Tuesday, 21 December 2010

early c20 /ɑː/?

I'm currently looking for some evidence for the pronunciation of words such as 'laundry', 'launch', 'haunch' etc. with /ɑː/ instead of the now exclusively used /ɔː/. When did the former pronunciation fade out? Already in the c19? Early or mid-c20? Was the /ɑː/~/ɔː/ variation restricted to certain letter combinations? Was it associated with some particular social stratum (~upper class)?
Jon Arvid Afzelius in his Engelsk Uttalsordbok (Stockholm) of 1909 lists these items (randomly selected by me):

credit: www.twitterstash.com
item Afzelius
haunch hɔɔnʃ, haanʃ
haunt hɔɔnt, haant
launch lɔɔnʃ, laanʃ
laundry lɔɔndrĭ, laandrĭ
gauntlet gɔɔntlĭt, gaantlĭt
jaundice ʤɔɔndĭs, ʤaandĭs
paunch pɔɔnʃ, paanʃ

But only /ɔː/ is indicated in 'daunt' or 'flaunt'. I don't have access to the first editions of either Ward's The Phonetics of English or Jones's An Outline of English Phonetics who may have mentioned this. If one of my gentle readers happens to have one of these and is inclined to check what they say about the variants, I would be very grateful. Also - could you point me to some other secondary sources that shed light on this matter?


  1. I don't know how far you want to go back, but these are almost all French loanwords into Middle English, in which the nasality of French resulted in variation between /auN/ and /aN/ (using N for a nasal) in the Middle English dialects.

    This class of words has notoriously inconsistent outcomes in modern English. There are examples in all of the FACE (change, chamber), PALM (palm, calm), BATH (aunt, dance) and THOUGHT (shawm) lexical sets.

    I believe that Dobson ascribes the outcome in part to spelling pronunciation (explaining e.g. daunt, laundry, etc., but not aunt). When I get home I can take a look and tell you more.

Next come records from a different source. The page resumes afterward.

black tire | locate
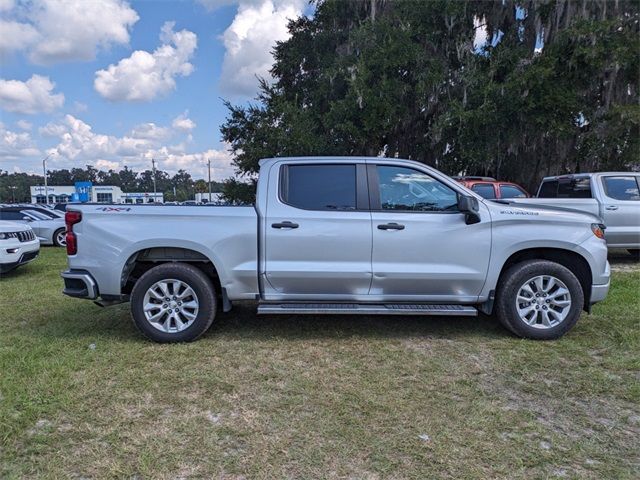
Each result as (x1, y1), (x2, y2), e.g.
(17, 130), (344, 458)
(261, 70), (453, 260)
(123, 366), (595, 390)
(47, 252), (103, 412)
(131, 263), (216, 343)
(51, 228), (66, 247)
(496, 260), (584, 340)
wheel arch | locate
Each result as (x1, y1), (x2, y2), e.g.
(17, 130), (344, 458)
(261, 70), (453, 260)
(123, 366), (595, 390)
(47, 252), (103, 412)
(497, 247), (593, 310)
(120, 246), (226, 301)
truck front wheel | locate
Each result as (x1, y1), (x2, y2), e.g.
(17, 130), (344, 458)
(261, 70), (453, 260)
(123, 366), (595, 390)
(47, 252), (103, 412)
(496, 260), (584, 340)
(131, 263), (216, 343)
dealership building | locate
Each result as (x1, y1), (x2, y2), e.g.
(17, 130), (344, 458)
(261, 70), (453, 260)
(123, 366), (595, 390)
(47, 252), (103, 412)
(31, 182), (164, 204)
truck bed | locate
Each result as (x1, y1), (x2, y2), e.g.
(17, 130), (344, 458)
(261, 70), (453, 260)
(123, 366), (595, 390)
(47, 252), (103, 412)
(508, 198), (601, 217)
(68, 204), (258, 298)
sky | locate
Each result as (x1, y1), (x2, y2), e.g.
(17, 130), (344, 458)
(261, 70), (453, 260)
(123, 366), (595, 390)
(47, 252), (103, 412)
(0, 0), (312, 180)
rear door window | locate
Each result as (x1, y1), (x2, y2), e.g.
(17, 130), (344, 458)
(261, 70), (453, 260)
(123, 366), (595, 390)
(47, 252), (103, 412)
(280, 165), (356, 210)
(558, 177), (591, 198)
(500, 185), (527, 198)
(471, 183), (496, 199)
(538, 180), (558, 198)
(602, 176), (640, 200)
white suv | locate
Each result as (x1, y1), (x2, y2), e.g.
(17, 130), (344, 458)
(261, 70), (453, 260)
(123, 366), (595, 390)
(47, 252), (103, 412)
(0, 221), (40, 274)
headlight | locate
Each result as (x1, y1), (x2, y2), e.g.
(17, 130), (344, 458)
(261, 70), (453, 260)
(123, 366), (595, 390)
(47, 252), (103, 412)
(591, 223), (607, 240)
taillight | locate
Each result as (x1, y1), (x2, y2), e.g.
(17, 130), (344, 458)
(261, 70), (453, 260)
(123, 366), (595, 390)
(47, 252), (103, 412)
(591, 223), (607, 240)
(64, 212), (82, 255)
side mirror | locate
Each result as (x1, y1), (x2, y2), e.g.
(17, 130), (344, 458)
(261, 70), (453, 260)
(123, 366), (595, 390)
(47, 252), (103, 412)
(458, 195), (480, 225)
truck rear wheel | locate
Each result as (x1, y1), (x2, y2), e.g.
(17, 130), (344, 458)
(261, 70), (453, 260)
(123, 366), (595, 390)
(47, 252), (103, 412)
(496, 260), (584, 340)
(131, 263), (216, 343)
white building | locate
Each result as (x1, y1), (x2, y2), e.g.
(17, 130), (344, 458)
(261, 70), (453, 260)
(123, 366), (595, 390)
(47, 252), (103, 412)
(31, 182), (164, 204)
(195, 192), (222, 203)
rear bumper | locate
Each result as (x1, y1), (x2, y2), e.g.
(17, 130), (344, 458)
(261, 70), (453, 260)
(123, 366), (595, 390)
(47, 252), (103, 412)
(60, 269), (98, 300)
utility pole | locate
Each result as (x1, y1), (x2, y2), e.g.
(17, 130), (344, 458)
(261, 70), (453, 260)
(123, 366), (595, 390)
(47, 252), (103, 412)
(208, 158), (211, 203)
(151, 158), (156, 202)
(42, 153), (53, 205)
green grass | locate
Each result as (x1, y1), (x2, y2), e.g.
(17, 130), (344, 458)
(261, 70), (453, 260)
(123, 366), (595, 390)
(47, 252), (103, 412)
(0, 248), (640, 479)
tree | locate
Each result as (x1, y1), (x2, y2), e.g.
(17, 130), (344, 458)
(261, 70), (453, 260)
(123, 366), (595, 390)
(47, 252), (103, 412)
(221, 0), (640, 198)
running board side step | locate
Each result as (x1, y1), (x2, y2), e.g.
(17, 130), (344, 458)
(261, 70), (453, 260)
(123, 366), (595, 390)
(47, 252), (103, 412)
(258, 303), (478, 317)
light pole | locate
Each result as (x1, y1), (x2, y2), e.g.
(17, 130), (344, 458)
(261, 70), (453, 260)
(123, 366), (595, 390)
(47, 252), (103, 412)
(42, 153), (53, 205)
(151, 158), (156, 202)
(208, 158), (211, 203)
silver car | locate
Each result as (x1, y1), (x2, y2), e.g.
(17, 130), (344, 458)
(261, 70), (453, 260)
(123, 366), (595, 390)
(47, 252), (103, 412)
(0, 206), (67, 247)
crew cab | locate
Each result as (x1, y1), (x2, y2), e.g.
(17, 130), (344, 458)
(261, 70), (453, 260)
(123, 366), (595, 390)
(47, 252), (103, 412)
(62, 157), (610, 342)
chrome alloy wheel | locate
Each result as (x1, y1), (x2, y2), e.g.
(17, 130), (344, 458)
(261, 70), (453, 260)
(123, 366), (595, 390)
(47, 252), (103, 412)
(142, 279), (200, 333)
(516, 275), (571, 329)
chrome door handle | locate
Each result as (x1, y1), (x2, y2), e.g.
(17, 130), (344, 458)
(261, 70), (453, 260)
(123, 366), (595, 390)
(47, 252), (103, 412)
(271, 220), (299, 228)
(378, 223), (404, 230)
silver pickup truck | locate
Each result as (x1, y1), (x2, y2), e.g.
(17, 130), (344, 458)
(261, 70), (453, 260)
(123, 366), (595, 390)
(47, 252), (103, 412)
(513, 172), (640, 258)
(62, 157), (610, 342)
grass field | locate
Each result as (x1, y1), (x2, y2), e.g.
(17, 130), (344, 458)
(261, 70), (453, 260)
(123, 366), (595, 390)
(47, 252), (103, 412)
(0, 248), (640, 479)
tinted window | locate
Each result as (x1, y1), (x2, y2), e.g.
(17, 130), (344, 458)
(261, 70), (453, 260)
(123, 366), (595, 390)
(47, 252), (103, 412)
(471, 183), (496, 199)
(29, 209), (57, 218)
(0, 210), (25, 220)
(538, 180), (558, 198)
(378, 165), (458, 212)
(603, 177), (640, 200)
(500, 185), (527, 198)
(21, 210), (51, 220)
(281, 165), (356, 210)
(558, 178), (591, 198)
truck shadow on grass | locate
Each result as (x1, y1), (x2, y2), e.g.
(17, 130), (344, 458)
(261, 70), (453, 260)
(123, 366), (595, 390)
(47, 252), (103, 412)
(208, 303), (510, 340)
(31, 302), (515, 343)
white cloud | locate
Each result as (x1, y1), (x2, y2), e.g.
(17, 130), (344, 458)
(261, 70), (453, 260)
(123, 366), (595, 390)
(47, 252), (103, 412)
(38, 122), (67, 137)
(220, 0), (305, 96)
(0, 123), (40, 160)
(40, 115), (234, 180)
(94, 22), (198, 102)
(0, 0), (15, 12)
(0, 0), (139, 65)
(130, 123), (172, 140)
(171, 110), (196, 132)
(198, 0), (239, 12)
(16, 120), (33, 131)
(0, 74), (64, 114)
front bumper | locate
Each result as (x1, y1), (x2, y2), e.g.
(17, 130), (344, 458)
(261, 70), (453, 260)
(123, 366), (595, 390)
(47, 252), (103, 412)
(589, 261), (611, 305)
(589, 281), (611, 305)
(60, 269), (99, 300)
(0, 239), (40, 273)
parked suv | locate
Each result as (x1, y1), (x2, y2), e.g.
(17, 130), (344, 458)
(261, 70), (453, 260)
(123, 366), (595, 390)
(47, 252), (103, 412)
(0, 206), (66, 247)
(0, 221), (40, 274)
(508, 172), (640, 258)
(453, 177), (530, 200)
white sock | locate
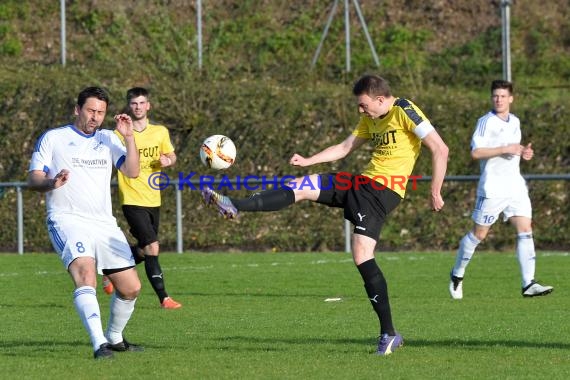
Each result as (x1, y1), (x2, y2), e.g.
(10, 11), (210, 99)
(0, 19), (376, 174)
(73, 286), (107, 351)
(451, 231), (481, 277)
(105, 292), (136, 344)
(517, 232), (536, 288)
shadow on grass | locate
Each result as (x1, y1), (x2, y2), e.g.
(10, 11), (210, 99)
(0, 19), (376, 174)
(209, 336), (570, 351)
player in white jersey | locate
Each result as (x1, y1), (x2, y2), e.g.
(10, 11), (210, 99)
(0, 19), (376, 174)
(449, 80), (553, 299)
(28, 87), (142, 359)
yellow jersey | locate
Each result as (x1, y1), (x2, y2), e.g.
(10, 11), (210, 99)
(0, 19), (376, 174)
(115, 123), (174, 207)
(352, 98), (429, 198)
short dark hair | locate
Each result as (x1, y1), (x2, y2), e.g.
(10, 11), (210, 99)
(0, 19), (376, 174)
(77, 87), (109, 108)
(352, 75), (392, 96)
(491, 79), (513, 94)
(127, 87), (148, 103)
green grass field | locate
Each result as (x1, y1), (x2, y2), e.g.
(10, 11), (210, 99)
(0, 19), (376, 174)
(0, 252), (570, 380)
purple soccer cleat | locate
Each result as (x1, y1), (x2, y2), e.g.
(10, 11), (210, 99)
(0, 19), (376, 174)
(202, 186), (238, 219)
(376, 333), (404, 356)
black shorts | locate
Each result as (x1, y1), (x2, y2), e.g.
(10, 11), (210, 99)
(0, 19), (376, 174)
(123, 205), (160, 248)
(317, 173), (402, 240)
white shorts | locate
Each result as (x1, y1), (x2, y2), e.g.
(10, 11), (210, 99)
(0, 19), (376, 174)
(471, 193), (532, 226)
(47, 215), (135, 274)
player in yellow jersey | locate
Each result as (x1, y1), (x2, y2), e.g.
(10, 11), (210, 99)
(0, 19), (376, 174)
(103, 87), (182, 309)
(202, 75), (448, 355)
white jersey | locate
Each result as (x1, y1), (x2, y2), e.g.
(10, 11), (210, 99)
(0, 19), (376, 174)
(471, 111), (528, 198)
(29, 125), (126, 223)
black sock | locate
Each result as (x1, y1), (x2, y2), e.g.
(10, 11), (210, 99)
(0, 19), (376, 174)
(357, 259), (396, 335)
(144, 256), (168, 303)
(231, 187), (295, 211)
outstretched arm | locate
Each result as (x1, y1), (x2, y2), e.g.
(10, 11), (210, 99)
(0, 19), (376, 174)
(422, 130), (449, 211)
(28, 169), (69, 193)
(115, 113), (140, 178)
(289, 134), (368, 166)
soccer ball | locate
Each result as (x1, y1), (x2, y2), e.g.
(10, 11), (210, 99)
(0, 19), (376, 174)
(200, 135), (237, 170)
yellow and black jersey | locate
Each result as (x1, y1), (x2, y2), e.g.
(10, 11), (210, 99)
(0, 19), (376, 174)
(352, 98), (433, 198)
(115, 123), (174, 207)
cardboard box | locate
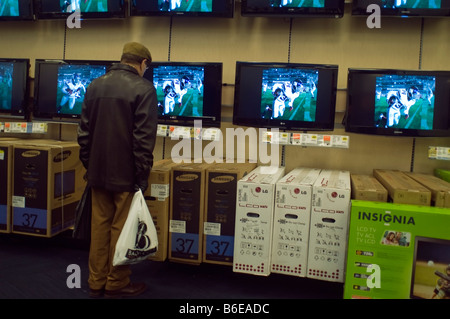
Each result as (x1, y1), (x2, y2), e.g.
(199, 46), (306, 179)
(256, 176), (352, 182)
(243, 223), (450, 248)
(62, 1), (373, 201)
(405, 172), (450, 208)
(373, 169), (431, 206)
(306, 170), (351, 282)
(144, 159), (178, 261)
(350, 174), (388, 202)
(0, 138), (15, 233)
(434, 168), (450, 183)
(203, 163), (256, 266)
(12, 140), (86, 237)
(168, 163), (211, 264)
(233, 166), (284, 276)
(271, 168), (320, 277)
(344, 200), (450, 299)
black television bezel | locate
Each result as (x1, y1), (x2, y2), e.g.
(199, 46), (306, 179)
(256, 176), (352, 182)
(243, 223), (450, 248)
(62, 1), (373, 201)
(0, 0), (35, 21)
(144, 61), (223, 128)
(33, 59), (119, 121)
(241, 0), (345, 18)
(352, 0), (450, 18)
(129, 0), (235, 18)
(0, 58), (31, 119)
(342, 68), (450, 137)
(34, 0), (128, 20)
(233, 61), (339, 132)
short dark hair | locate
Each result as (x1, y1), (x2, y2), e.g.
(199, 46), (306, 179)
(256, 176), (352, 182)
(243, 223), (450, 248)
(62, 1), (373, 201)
(120, 53), (151, 66)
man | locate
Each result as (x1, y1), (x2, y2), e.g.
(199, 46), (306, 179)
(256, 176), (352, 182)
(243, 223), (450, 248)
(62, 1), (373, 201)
(78, 42), (157, 298)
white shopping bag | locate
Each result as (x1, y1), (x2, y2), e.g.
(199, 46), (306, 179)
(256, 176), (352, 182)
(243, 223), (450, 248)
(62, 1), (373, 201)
(113, 190), (158, 266)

  2. Here's a quote from Dobson: hope it's useful: (English Pronunciation 1500-1700, second ed. 1968, pp. 790-791):

    It therefore appears that the combinative development of ME au to [a:] was not native to educated StE [vp: Standard English], which at first knew only the isolative development to [ɒ:] in dance, half, &c. as in all other ME au words. The combinative development to [a:] must have been characteristic of some other form of English, probably vulgar London speech (Cockney) of the Eastern dialects, from which, a century or more after its full development [vp: this means around 1650], it made its way into educated StE. Then followed a conflict between the originally vulgar [a:] (later [ɑ:]), developed combinatively, and the hitherto normal [ɒ:], developed isolatively -- a conflict now largely settled, though some words (e.g. launch) still vary between the two pronunciations. in general [ɑ:] is now used when the spelling is a (dance, half &c.) but [ɒ:] where the au spelling has maintained itself (haunt, vaunt, &c.); but there are exceptions, e.g. aunt with [ɑ:], halm (also haulm) with [ɒ:] beside [ɑ:]. It seems probably that the more frequently used words were more likely to take on the originally vulgar [ɑ:] pronunciation.

  3. Anecdotally: the only person I knew who said [lɑːntʃ] (launch) etc was the squire's widow in the Derbyshire village where I lived from 1954 to 1957. She must have been about 70 then, i.e. born about 1885. As a member of the landed gentry, she spoke the RP of her time. This pronunciation was sufficiently unusual in the fifties for me to notice it and remember it distinctly.